I have generic Queue<T>
(System.Collections.Generic
) which is accessed for writing from one thread. And it must be accessed from another thread for reading.
I don't want to do any process synchronization (which includes using ConcurrentQueue<T>
) for performance reasons. So I came up with idea to copy the entire queue to another queue object of same type in the reading thread. Subsequent operations in the reading thread will be done on the copy. Copying will be done with simple operator =
.
Here is some pseudo-code:
//Creating main queue
Queue<MyType> queue1 = new Queue<MyType>();
Writing thread:
//Perform writing in the main queue
queue1.Enqueue(object);
...
queue1.Dequeue();
Reading thread:
//Copy main queue
Queue<MyType> queue2 = queue1;
//perform all operations in reading thread on queue2
So is such solution thread safe?
UPD: Thank you very much, I wasn't aware that this is merely copying of the link. So Is there a way to copy entire object by value in thread-safe manner?
Queue<T>
is a reference type. So assigning queue1
to queue2
does only copy the reference, not the queue itself.
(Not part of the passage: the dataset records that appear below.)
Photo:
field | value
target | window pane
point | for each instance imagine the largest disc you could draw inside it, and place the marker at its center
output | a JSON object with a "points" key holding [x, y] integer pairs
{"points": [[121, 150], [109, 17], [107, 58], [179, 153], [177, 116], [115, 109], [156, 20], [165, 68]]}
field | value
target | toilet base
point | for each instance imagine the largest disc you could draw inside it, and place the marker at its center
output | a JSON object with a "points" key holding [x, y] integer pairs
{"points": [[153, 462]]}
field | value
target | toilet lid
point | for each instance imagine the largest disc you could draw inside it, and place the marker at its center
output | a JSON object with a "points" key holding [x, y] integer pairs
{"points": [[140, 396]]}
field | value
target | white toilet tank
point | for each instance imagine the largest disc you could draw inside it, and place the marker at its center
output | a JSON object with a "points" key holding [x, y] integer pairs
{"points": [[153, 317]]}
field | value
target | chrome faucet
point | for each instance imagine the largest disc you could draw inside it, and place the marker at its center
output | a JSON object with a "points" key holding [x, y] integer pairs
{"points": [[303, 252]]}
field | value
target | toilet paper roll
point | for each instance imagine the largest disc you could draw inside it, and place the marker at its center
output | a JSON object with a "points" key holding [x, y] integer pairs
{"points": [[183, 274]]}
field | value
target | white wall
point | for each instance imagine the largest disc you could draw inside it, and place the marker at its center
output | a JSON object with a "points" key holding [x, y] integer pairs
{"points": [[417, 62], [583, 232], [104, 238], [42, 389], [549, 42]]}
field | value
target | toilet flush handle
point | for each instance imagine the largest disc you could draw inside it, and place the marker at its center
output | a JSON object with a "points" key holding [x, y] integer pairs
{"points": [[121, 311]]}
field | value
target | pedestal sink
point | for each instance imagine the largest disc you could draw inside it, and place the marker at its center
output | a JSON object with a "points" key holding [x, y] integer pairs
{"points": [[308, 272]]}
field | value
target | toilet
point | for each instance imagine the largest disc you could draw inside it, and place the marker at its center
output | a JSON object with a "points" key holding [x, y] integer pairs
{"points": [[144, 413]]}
The assignment itself is atomic and thus thread-safe. Accessing queue1
in one thread, and queue2
in another is no safer that accessing queue1
from both of them. i.e. it is unsafe.
I believe ConcurrentQueue<T>
uses "lockless" programming techniques (Interlocked.Exchange
and friends) and is pretty fast. You should benchmark it first, before excluding it as a solution.
Copying a Queue<T>
will certainly be slower than just using ConcurrentQueue<T>
.
On my 2.6GHz system ConcurrentQueue<object>
manages 15 million enqueue/dequeue pairs per second compared to 40 million with with Queue<object>
. So Queue<object>
is about three times as fast.
200 CPU cycles for an enqueue/dequeue pair is pretty cheap. If that is the bottleneck, try using more granular items in the queue.